What I want you to leave with is an assurance that Jesus is your life-long friend, who loves you for who you are and will always be with you, no matter what happens. He delights in your company, and wants what is best for you. Now is more than your friend, far more. But friendship is what he longs for–a deep relationship rooted in affection and common understanding of what matters most in life.

If we choose, we can grow in our relationship with Him, as we do with friends who are farther down the road of life and wisdom and compassion, by learning from him, listening to him, and as he said to his first disciples that he called friends, by striving to love other people as he love us and he loves them. 

It’s a great thing, truly. It does take effort on our part, as does any friendship that we really care about. I hope you know that Confirmation isn’t the end of your learning and growing in faith, but a new beginning, a new invitation to accept the friendship Jesus offers you and invites you into a life informed by his teachings, values, and presence in your life. 

As I pray with and for each of you today, keep in your mind an image of Jesus as your friend who will always be there for you, and who invites you into a relationship of deep friendship. 

Here is my invitation and my challenge to all those being confirmed, received or reaffirming your faith, and all standing at your side.  

For the month of May, put something near your bed so that when you rise each day, you will be reminded that the Spirit of Jesus lives within you and is with you as your friend.

Take a moment to receive his love and friendship, and then rise to live your day knowing that he is with you. And at the end of each day, before you fall asleep, take a moment to hold the day’s events in light of Jesus’ love and friendship and ask what kind of friend you were.  

How might you live today, and all your tomorrows, if you dared to believe that Jesus was at your side, as your friend? How would you live today, and all your tomorrows, knowing that Jesus calls you his friend, and invites you to love other people the way that he loves you and he loves them? 

I will do the same, And at the end of May, if you’d like to reflect together on what, if anything shifted in our awareness or experiences as a result, I’d love to hear from you.
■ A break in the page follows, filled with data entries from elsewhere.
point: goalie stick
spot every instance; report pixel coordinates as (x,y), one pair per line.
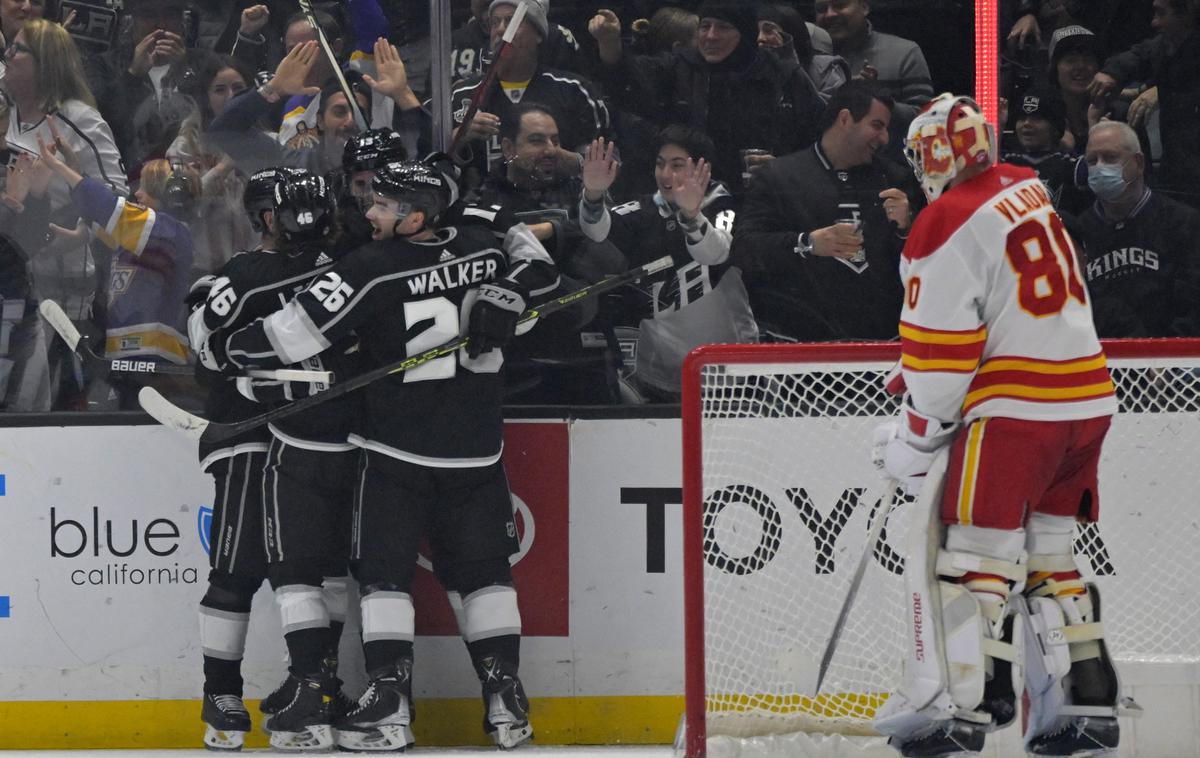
(873,536)
(485,85)
(359,120)
(100,365)
(168,414)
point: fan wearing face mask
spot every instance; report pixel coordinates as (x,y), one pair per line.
(1141,247)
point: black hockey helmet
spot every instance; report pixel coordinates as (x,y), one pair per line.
(304,208)
(178,194)
(372,149)
(418,185)
(259,193)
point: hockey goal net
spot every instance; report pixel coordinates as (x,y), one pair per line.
(779,495)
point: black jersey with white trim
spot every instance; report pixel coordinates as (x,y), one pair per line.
(580,110)
(403,298)
(249,287)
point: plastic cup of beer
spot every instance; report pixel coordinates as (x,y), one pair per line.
(861,254)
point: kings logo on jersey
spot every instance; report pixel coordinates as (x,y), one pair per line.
(204,525)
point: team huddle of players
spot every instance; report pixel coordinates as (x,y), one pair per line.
(1001,367)
(354,483)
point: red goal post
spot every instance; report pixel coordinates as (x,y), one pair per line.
(779,494)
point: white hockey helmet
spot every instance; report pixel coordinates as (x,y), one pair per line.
(946,137)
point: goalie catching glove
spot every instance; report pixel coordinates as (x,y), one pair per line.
(493,319)
(905,449)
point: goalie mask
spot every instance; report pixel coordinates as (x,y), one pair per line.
(946,137)
(408,187)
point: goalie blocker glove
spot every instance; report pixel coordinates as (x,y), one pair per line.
(493,319)
(905,449)
(213,355)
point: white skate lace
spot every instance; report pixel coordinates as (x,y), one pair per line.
(229,703)
(366,701)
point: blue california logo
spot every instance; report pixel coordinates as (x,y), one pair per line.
(204,524)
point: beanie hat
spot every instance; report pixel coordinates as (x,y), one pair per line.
(1073,37)
(334,86)
(535,13)
(1044,102)
(738,13)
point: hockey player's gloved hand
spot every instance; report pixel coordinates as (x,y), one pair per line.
(905,449)
(493,319)
(213,355)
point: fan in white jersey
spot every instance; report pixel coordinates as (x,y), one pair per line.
(1002,367)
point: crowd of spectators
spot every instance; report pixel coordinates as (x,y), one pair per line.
(759,143)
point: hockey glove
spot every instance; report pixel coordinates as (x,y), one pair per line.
(493,319)
(905,449)
(213,355)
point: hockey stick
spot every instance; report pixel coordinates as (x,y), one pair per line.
(100,365)
(480,96)
(196,427)
(873,536)
(359,120)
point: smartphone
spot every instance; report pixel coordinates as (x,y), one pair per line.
(191,28)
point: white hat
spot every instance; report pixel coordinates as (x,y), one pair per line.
(535,12)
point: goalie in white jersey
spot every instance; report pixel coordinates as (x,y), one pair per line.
(1002,366)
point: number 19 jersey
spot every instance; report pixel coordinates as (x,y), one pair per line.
(996,319)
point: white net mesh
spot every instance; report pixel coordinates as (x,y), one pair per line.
(789,499)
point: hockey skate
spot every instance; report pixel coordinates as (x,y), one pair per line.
(954,737)
(226,721)
(504,699)
(279,697)
(381,719)
(1081,737)
(303,723)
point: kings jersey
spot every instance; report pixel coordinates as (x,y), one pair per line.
(403,298)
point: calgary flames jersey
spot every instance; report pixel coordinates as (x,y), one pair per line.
(996,319)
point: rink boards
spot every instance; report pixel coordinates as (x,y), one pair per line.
(103,561)
(102,564)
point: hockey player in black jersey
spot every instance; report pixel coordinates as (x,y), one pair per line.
(237,558)
(307,481)
(431,437)
(363,155)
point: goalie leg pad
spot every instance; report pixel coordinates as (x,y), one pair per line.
(969,674)
(1073,685)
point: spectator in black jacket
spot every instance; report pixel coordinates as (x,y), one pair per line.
(1141,248)
(136,83)
(522,76)
(810,274)
(1170,62)
(741,96)
(1039,121)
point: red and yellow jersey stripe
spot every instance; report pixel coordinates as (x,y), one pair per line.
(1041,380)
(940,350)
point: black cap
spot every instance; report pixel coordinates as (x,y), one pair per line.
(1044,102)
(741,14)
(1071,38)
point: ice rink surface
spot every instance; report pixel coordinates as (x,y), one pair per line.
(529,751)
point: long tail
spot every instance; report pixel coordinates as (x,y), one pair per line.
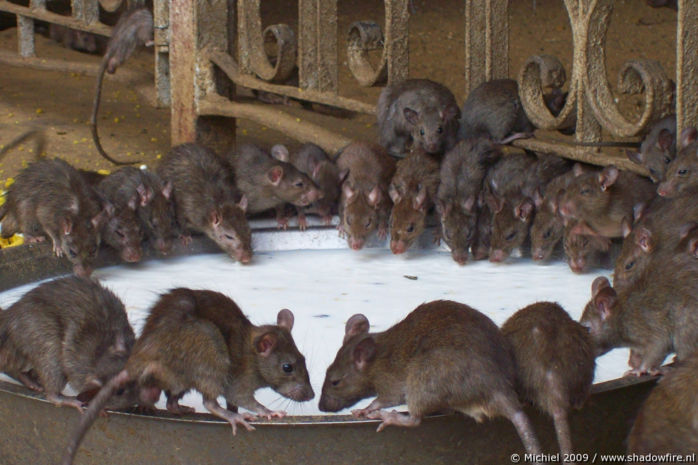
(90,415)
(93,119)
(37,134)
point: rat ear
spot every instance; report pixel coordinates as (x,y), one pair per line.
(688,136)
(394,193)
(524,210)
(420,200)
(285,319)
(664,139)
(275,174)
(214,217)
(469,203)
(599,283)
(643,239)
(374,196)
(635,157)
(266,343)
(167,190)
(280,152)
(364,352)
(243,203)
(411,116)
(357,324)
(604,301)
(348,191)
(450,112)
(66,226)
(608,176)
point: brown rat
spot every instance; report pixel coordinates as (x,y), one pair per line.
(134,29)
(417,113)
(268,183)
(666,422)
(67,331)
(653,317)
(554,361)
(366,171)
(311,160)
(462,171)
(201,340)
(605,202)
(658,148)
(442,355)
(206,199)
(50,198)
(413,191)
(493,109)
(144,192)
(682,172)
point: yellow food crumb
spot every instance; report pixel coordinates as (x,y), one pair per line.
(11,242)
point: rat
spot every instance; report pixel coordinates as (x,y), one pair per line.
(134,29)
(66,331)
(653,317)
(461,174)
(260,356)
(555,362)
(311,160)
(443,354)
(584,251)
(605,202)
(50,198)
(150,197)
(417,113)
(268,182)
(206,199)
(666,421)
(187,343)
(658,148)
(365,170)
(493,109)
(413,191)
(547,228)
(682,172)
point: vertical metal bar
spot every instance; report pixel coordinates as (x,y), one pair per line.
(161,17)
(86,11)
(182,70)
(396,40)
(25,36)
(486,41)
(687,65)
(317,45)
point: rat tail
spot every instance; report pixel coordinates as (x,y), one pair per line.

We can be friends to one another. 

Remember that Jesus needs you, needs all of us. In the words of Teresa of Avila, Jesus has no physical body on this earth but yours. Yours are the hands through which he works, yours are the feet with which he moves, yours are the eyes with which he looks upon this word with kindness and love. He sees you through those us and invites you to see those around us with those same eyes of friendship and love.